Старик не кивнул, а повел глазами из стороны в сторону. Прикинулся, будто смотрит телевизор, как обычно, когда расстроен и не хочет на нее смотреть. Соня догадывалась, что ему неприятно предстать перед Скоттом в таком виде, он не любит неожиданных посетителей, которые видят его в постели, прикованного к кислородной маске. Даже лавку не открывает. Туристическая торговля заглохла, постоянные покупатели редко заходят. Слишком неловко себя чувствуют.
— Я недолго, — пообещала она. — Если проголодаешься, на плите спагетти и фрикадельки.
— Хорошо.
— Французский хлеб в духовке.
Эрл нащупал пульт, переключил канал, одобрительно забормотал:
— Смотрите-ка, Ава Гарднер в «Убийцах». Посмотрите и скажите, будто сукину сыну Фрэнку Синатре не повезло.
— Я беру с собой мобильник.
Он оглянулся:
— Ты еще тут?
Она чмокнула отца в щеку, пошла в заднюю часть дома.
— Дочка!
— Что?
— Скажи своему приятелю… три.
— Не поняла?
— На луне три мяча для гольфа.
— Все в порядке? — спросил Скотт из машины.
Соня только кивнула.
Они молчали, отъезжая от лавки. Начинался снег, кружились отдельные белые хлопья, прилипали к стеклу, улетали. Наконец Скотт сказал:
— Известно, сколько ему осталось?
— Несколько месяцев, — ответила она. — Возможно, не больше года.
— Очень жалко.
— Помнишь строчку Фроста о медленном бездымном угасании? Так и есть. Дьявольски больно, но я рада, что могу быть с ним рядом. — Соня глубоко вдохнула и выдохнула, желая сменить тему. После восемнадцатилетней разлуки она уже не так хорошо знает Скотта, чтобы откровенничать. — Ну, рассказ успешно продвигается?
— А? О да.
— Знаешь, к чему идет дело?
— Имеется неплохая идея. Знаю, что все вертится вокруг дома и что он играет какую-то роль в случившемся.
— А что случилось? — поинтересовалась Соня. — В рассказе, я имею в виду.
— Пока не представляю.
— Думаешь, твой отец знал?
— Пожалуй, — кивнул Скотт. — То есть должен был знать, правда?
— И ты идешь тем же путем?
— Надеюсь. Уверяю себя, что полезно находиться в доме. Атмосфера в любом случае не повредит.
— Правильно. По-моему, бывают дома, где творятся безумные вещи.
Он взглянул на нее:
— Какие?
Соня тоже на него посмотрела, не зная, действительно ли ему интересно или он просто поддерживает беседу. Кажется, интересно, поэтому она призадумалась, припоминая теорию, изложенную ее отцом — когда?.. — четыре-пять лет назад. Отчасти похоже на шоу с охотниками за привидениями на канале «Дискавери».
— Один ученый утверждает, будто некоторые старые дома по какой-то причине создают вокруг себя некое поле, так же как провода под высоким напряжением образуют электромагнитные поля.
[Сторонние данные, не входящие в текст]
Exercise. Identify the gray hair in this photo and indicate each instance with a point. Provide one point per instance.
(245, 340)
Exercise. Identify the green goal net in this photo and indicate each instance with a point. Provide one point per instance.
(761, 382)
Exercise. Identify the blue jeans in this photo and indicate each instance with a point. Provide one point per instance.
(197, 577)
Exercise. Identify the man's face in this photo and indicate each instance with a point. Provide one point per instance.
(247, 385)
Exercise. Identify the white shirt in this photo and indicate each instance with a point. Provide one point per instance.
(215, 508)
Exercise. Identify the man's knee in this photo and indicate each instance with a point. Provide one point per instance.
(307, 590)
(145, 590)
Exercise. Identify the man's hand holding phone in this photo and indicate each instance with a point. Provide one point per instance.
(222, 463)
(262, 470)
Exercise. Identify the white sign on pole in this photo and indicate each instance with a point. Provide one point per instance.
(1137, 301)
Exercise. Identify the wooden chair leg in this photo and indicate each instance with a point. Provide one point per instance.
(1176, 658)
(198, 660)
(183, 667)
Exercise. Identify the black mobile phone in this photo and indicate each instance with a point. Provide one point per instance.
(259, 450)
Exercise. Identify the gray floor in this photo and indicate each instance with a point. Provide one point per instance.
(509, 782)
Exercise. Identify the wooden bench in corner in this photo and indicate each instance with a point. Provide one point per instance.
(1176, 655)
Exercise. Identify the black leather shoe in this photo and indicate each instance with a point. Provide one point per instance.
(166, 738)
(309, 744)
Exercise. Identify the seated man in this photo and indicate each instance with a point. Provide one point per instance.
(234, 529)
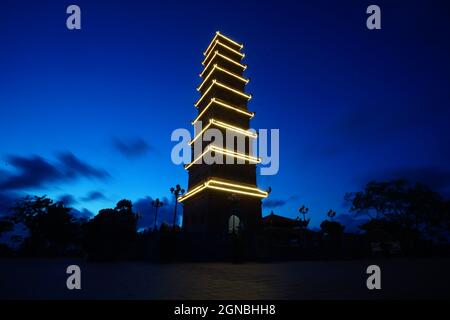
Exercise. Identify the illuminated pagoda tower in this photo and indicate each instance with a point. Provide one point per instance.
(222, 197)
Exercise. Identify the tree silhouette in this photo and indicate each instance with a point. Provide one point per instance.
(399, 206)
(52, 229)
(111, 234)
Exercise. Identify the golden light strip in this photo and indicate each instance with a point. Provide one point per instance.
(223, 36)
(216, 53)
(217, 42)
(224, 152)
(206, 92)
(235, 154)
(225, 126)
(238, 191)
(192, 192)
(247, 96)
(225, 71)
(223, 104)
(214, 100)
(198, 158)
(238, 186)
(211, 44)
(235, 129)
(233, 187)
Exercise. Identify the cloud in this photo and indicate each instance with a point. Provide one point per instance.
(6, 202)
(131, 148)
(273, 203)
(74, 167)
(37, 172)
(83, 213)
(67, 199)
(94, 195)
(436, 179)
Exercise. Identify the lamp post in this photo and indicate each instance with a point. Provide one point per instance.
(304, 210)
(156, 204)
(331, 213)
(177, 191)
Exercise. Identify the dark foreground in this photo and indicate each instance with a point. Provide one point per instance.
(401, 279)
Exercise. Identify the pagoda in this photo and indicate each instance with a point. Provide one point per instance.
(222, 196)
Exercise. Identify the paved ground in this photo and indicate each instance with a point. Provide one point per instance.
(46, 279)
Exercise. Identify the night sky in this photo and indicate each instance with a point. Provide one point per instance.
(86, 116)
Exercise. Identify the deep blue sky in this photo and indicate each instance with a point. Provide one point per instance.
(87, 115)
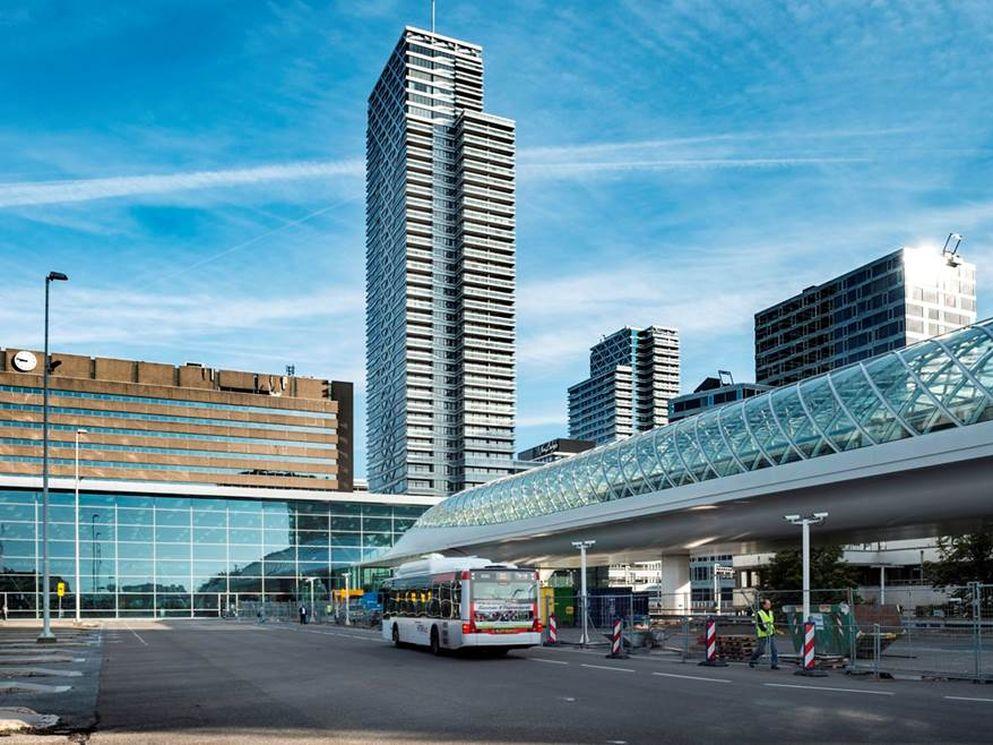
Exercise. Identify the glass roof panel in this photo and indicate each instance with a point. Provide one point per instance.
(936, 384)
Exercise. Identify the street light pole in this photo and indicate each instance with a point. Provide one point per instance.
(46, 636)
(76, 588)
(584, 639)
(805, 521)
(348, 597)
(311, 581)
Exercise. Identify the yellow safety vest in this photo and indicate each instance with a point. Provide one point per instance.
(764, 625)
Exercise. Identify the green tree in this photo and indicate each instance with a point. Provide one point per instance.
(962, 559)
(782, 577)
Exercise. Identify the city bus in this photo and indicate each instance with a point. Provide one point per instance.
(461, 603)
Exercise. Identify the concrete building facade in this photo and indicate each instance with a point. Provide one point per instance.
(440, 273)
(901, 298)
(554, 450)
(633, 374)
(146, 421)
(710, 393)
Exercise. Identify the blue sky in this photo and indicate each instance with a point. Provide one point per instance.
(196, 168)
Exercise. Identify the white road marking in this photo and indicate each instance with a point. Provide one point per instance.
(693, 677)
(830, 688)
(607, 667)
(136, 635)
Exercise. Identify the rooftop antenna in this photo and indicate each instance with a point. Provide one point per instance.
(951, 252)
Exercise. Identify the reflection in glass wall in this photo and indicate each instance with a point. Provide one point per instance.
(173, 556)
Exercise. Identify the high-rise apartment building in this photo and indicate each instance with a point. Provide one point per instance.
(903, 297)
(633, 374)
(440, 255)
(710, 393)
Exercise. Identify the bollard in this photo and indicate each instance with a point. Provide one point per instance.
(807, 663)
(710, 646)
(553, 631)
(617, 642)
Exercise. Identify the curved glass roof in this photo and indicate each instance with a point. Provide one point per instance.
(935, 384)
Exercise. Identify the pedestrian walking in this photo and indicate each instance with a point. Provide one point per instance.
(765, 633)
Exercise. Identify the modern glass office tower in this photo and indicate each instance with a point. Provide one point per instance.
(633, 374)
(439, 273)
(896, 300)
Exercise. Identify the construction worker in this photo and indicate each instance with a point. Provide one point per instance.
(765, 632)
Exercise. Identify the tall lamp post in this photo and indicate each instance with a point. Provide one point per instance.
(311, 581)
(348, 598)
(582, 546)
(77, 589)
(46, 636)
(805, 521)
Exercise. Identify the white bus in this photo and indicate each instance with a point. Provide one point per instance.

Так или иначе, он говорит, что, когда дом стоит достаточно долго, в нем запечатлеваются сильные эмоциональные состояния — злоба, горе, одиночество… Возникает как бы царапина на грампластинке, где игла спотыкается и повторяет фразу снова и снова.
Скотт кивнул:
— Царапина на пластинке? Неплохо.
Соня видела, как он обдумывает эту мысль применительно не к своей собственной жизни, а к книге, которую пишет.
— Ты… ни с чем таким не сталкивался? — спросила она.